The update comes in support of Tesla CEO Elon Musk’s comments earlier this week on the Q1 2019 earnings call that the company is on track to reach volume production at the end of this year at 1,000 cars per week or even 2,000 cars per week. The 100% margin of error in his estimates speak to one of the challenges Musk talks about regularly: predicting not the final production rates, but the rate at any specific point in time as production ramps up across the typical production ramp up S-curve.
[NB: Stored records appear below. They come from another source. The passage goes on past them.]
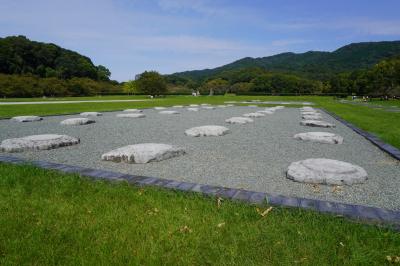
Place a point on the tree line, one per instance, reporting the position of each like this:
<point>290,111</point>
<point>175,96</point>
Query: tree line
<point>21,56</point>
<point>33,86</point>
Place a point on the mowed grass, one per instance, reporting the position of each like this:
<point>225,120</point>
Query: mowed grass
<point>384,124</point>
<point>52,218</point>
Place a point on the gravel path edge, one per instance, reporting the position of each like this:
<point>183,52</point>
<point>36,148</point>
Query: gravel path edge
<point>352,211</point>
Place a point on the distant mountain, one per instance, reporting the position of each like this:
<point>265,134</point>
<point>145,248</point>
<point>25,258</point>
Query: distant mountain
<point>21,56</point>
<point>312,64</point>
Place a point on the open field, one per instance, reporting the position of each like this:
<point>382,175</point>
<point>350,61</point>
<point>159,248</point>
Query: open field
<point>53,218</point>
<point>384,124</point>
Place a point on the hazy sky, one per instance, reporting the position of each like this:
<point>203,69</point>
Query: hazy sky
<point>130,36</point>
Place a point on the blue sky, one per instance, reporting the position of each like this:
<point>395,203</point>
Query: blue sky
<point>130,36</point>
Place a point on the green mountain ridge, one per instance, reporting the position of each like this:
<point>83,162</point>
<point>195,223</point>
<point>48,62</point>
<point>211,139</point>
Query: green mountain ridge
<point>312,64</point>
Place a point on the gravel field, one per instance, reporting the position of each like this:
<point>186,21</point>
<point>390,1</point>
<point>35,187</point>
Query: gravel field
<point>253,156</point>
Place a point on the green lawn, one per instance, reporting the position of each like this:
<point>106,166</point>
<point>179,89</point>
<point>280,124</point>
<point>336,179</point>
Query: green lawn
<point>52,218</point>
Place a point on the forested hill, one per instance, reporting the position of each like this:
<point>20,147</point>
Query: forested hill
<point>313,64</point>
<point>21,56</point>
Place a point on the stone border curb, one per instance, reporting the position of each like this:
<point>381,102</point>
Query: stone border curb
<point>392,151</point>
<point>357,212</point>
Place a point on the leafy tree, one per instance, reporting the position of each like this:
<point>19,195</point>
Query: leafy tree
<point>386,76</point>
<point>103,73</point>
<point>131,87</point>
<point>19,55</point>
<point>216,86</point>
<point>152,83</point>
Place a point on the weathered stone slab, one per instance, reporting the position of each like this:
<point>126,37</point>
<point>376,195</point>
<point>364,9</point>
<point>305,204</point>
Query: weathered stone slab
<point>320,137</point>
<point>266,112</point>
<point>326,171</point>
<point>169,112</point>
<point>37,142</point>
<point>307,109</point>
<point>143,153</point>
<point>312,117</point>
<point>91,114</point>
<point>77,121</point>
<point>316,123</point>
<point>26,118</point>
<point>134,110</point>
<point>310,113</point>
<point>255,115</point>
<point>205,131</point>
<point>239,120</point>
<point>131,115</point>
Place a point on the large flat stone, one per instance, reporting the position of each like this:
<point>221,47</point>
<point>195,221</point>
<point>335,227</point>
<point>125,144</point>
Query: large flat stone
<point>307,108</point>
<point>205,131</point>
<point>316,123</point>
<point>91,114</point>
<point>312,117</point>
<point>267,112</point>
<point>131,115</point>
<point>239,120</point>
<point>310,113</point>
<point>134,110</point>
<point>77,121</point>
<point>326,171</point>
<point>37,142</point>
<point>143,153</point>
<point>168,112</point>
<point>320,137</point>
<point>26,118</point>
<point>254,115</point>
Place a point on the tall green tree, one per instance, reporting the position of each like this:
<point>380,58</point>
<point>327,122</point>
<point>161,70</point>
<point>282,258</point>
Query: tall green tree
<point>152,83</point>
<point>131,87</point>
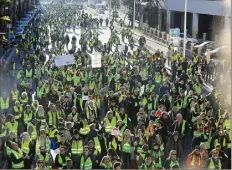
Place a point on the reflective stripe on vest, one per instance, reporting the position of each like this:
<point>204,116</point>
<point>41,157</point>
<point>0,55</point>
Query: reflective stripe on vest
<point>15,95</point>
<point>25,146</point>
<point>126,148</point>
<point>18,155</point>
<point>34,132</point>
<point>86,164</point>
<point>110,125</point>
<point>212,165</point>
<point>13,128</point>
<point>97,144</point>
<point>27,117</point>
<point>29,74</point>
<point>5,104</point>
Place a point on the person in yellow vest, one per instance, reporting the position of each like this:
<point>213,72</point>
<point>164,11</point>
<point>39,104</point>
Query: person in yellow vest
<point>14,95</point>
<point>172,160</point>
<point>53,115</point>
<point>39,90</point>
<point>17,110</point>
<point>43,140</point>
<point>91,110</point>
<point>76,149</point>
<point>195,160</point>
<point>24,100</point>
<point>117,165</point>
<point>62,157</point>
<point>93,153</point>
<point>32,130</point>
<point>27,115</point>
<point>105,163</point>
<point>40,165</point>
<point>12,124</point>
<point>4,103</point>
<point>46,157</point>
<point>53,136</point>
<point>214,162</point>
<point>109,122</point>
<point>17,157</point>
<point>28,151</point>
<point>125,148</point>
<point>86,161</point>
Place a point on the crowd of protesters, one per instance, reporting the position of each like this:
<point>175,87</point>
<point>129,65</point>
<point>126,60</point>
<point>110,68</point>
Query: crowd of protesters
<point>131,116</point>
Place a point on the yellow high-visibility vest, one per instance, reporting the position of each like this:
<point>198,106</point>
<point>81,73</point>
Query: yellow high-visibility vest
<point>25,146</point>
<point>4,104</point>
<point>18,155</point>
<point>15,95</point>
<point>34,132</point>
<point>12,127</point>
<point>110,125</point>
<point>97,144</point>
<point>86,164</point>
<point>212,165</point>
<point>28,73</point>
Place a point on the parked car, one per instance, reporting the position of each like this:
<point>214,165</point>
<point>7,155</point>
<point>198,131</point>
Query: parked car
<point>178,40</point>
<point>216,52</point>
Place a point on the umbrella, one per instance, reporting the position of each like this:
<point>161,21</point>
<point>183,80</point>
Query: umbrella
<point>5,18</point>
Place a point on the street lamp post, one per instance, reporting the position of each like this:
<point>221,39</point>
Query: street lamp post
<point>185,23</point>
<point>134,16</point>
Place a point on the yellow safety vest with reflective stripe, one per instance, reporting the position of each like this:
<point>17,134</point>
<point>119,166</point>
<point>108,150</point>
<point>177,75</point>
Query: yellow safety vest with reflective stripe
<point>8,149</point>
<point>5,104</point>
<point>29,74</point>
<point>39,91</point>
<point>18,155</point>
<point>85,130</point>
<point>97,144</point>
<point>119,117</point>
<point>25,146</point>
<point>76,80</point>
<point>45,159</point>
<point>18,112</point>
<point>15,95</point>
<point>34,132</point>
<point>227,123</point>
<point>3,131</point>
<point>52,133</point>
<point>174,163</point>
<point>126,147</point>
<point>27,117</point>
<point>77,147</point>
<point>47,145</point>
<point>197,133</point>
<point>86,164</point>
<point>24,100</point>
<point>212,165</point>
<point>158,78</point>
<point>12,127</point>
<point>110,125</point>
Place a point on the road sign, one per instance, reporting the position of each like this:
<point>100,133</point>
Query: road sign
<point>174,31</point>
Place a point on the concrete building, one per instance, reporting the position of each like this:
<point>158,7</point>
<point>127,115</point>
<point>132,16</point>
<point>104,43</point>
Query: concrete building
<point>204,16</point>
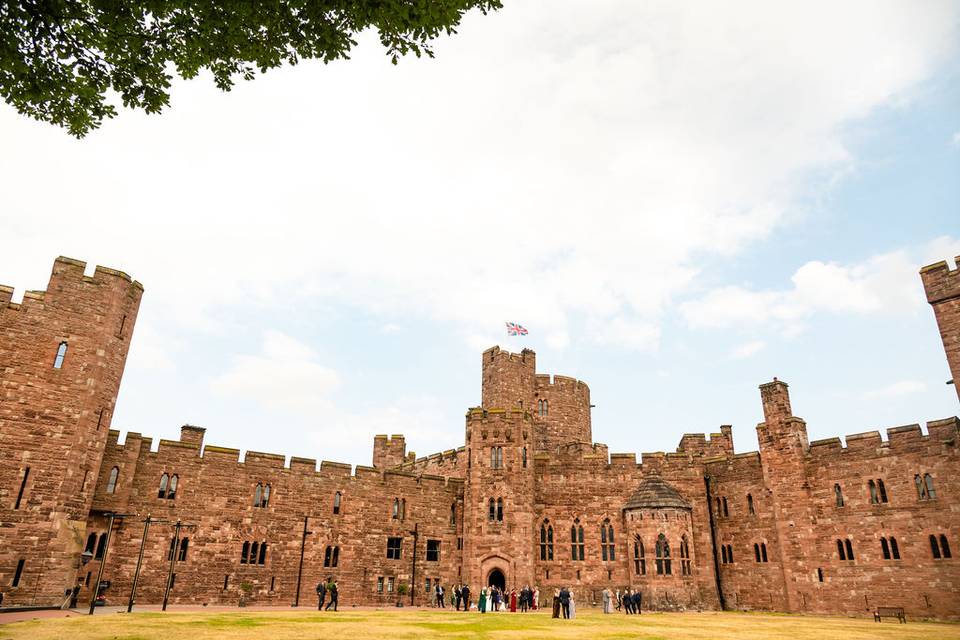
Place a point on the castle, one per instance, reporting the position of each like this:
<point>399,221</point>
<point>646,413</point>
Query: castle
<point>797,526</point>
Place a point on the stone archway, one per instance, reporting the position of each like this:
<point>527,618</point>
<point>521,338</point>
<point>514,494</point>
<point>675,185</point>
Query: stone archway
<point>497,579</point>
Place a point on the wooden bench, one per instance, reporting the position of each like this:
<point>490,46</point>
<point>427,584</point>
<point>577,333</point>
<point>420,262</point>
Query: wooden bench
<point>890,612</point>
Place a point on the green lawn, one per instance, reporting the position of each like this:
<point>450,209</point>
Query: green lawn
<point>418,624</point>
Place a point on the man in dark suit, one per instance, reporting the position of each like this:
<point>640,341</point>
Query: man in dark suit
<point>565,602</point>
<point>321,594</point>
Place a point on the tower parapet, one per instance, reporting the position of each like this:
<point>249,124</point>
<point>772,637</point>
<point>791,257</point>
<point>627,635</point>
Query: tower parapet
<point>942,286</point>
<point>389,451</point>
<point>560,405</point>
<point>64,355</point>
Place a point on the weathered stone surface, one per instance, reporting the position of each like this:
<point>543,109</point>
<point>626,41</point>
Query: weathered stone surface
<point>546,476</point>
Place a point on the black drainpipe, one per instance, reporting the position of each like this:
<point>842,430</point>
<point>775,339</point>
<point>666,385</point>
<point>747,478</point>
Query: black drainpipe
<point>713,544</point>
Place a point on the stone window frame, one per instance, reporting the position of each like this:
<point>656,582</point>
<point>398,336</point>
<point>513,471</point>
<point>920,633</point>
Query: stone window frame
<point>331,556</point>
<point>577,546</point>
<point>639,556</point>
<point>686,567</point>
<point>663,562</point>
<point>61,356</point>
<point>546,541</point>
<point>112,480</point>
<point>940,547</point>
<point>261,495</point>
<point>889,548</point>
<point>394,547</point>
<point>607,541</point>
<point>925,489</point>
<point>877,491</point>
<point>838,495</point>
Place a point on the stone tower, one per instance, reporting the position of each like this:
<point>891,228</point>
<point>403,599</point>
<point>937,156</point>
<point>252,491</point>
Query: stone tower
<point>63,352</point>
<point>560,405</point>
<point>943,293</point>
<point>499,498</point>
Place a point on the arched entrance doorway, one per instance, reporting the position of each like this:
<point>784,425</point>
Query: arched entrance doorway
<point>497,579</point>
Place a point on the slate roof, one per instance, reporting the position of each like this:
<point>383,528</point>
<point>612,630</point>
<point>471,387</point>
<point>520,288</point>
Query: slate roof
<point>655,492</point>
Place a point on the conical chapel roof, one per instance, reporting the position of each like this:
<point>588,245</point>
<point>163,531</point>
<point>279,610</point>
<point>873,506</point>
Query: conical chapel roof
<point>655,492</point>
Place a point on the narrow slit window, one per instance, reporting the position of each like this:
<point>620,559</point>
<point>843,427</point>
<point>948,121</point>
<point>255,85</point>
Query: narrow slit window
<point>23,487</point>
<point>112,480</point>
<point>61,355</point>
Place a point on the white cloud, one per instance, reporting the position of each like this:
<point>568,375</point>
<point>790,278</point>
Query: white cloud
<point>747,349</point>
<point>895,390</point>
<point>886,283</point>
<point>284,375</point>
<point>639,336</point>
<point>546,166</point>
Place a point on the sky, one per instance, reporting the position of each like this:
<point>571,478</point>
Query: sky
<point>680,201</point>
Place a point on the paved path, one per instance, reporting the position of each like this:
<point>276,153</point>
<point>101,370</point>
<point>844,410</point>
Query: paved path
<point>17,616</point>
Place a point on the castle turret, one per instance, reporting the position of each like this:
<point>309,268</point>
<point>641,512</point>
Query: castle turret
<point>943,293</point>
<point>64,352</point>
<point>499,498</point>
<point>559,404</point>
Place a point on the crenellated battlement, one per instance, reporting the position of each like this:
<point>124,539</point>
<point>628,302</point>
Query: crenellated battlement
<point>558,383</point>
<point>67,278</point>
<point>903,439</point>
<point>718,444</point>
<point>940,282</point>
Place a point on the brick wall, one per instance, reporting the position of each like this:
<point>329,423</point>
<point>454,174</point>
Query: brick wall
<point>54,420</point>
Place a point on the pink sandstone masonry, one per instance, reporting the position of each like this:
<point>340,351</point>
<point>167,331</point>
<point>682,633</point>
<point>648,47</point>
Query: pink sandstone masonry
<point>528,499</point>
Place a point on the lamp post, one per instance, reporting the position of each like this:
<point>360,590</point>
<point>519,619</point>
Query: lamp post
<point>103,560</point>
<point>413,571</point>
<point>136,573</point>
<point>303,544</point>
<point>173,560</point>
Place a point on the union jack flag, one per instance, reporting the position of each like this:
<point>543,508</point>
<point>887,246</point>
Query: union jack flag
<point>514,329</point>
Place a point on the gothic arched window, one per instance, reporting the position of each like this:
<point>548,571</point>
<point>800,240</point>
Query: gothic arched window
<point>663,556</point>
<point>546,541</point>
<point>607,547</point>
<point>112,480</point>
<point>576,541</point>
<point>639,557</point>
<point>685,566</point>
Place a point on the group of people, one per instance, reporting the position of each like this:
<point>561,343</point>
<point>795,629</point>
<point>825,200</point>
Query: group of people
<point>324,589</point>
<point>564,603</point>
<point>629,601</point>
<point>491,598</point>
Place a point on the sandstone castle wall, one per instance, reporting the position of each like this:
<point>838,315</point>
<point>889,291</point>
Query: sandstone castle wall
<point>751,531</point>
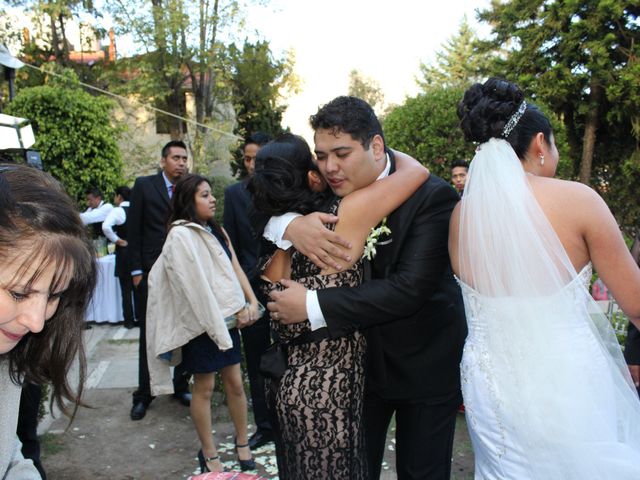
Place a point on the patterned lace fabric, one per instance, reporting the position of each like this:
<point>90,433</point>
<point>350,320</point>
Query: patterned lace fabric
<point>319,398</point>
The source also noted that Tesla has 10 employees onsite to supervise the construction of what is likely to be the most-watched construction site in the world. When completed, Gigafactory 3 will reportedly have four primary operating areas, including: stamping press, body shop, paint shop, and general assembly. In addition to these core automotive manufacturing functions, the new Gigafactory will include sales and R&D functions.
The new Gigafactory is the first automotive factory in Tesla’s history outside of its Fremont Automotive Factory in California’s Bay Area (unless the company starts building the Model Y in Nevada). It is also a milestone for Shanghai that, according to Tencent News, represents the “largest foreign investment in Shanghai’s history,” something that will eventually produce ~500,000 fully electric vehicles per year.
The update also featured an accompanying video showing the progress of the Shanghai Gigafactory as it went from “vegetable field to factory” in just 108 days. The original groundbreaking was just a few months back on January 7th, and here we are, just under four months later and the factory is almost completely built. Granted, it is not completed yet and the inside of the factory is next, but the progress is undeniable. Just in the last few weeks, the factory has started to take shape, revealing some of the developments inside of the shell of the factory.
Tesla CEO Elon Musk said on the company’s Q1 2019 investor call earlier this week that the company would source battery cells for the new Gigafactory from multiple suppliers, but declined to name specific suppliers. The question of whether battery production would be done in-house or not was also not probed and remains and outstanding question for the new Gigafactory.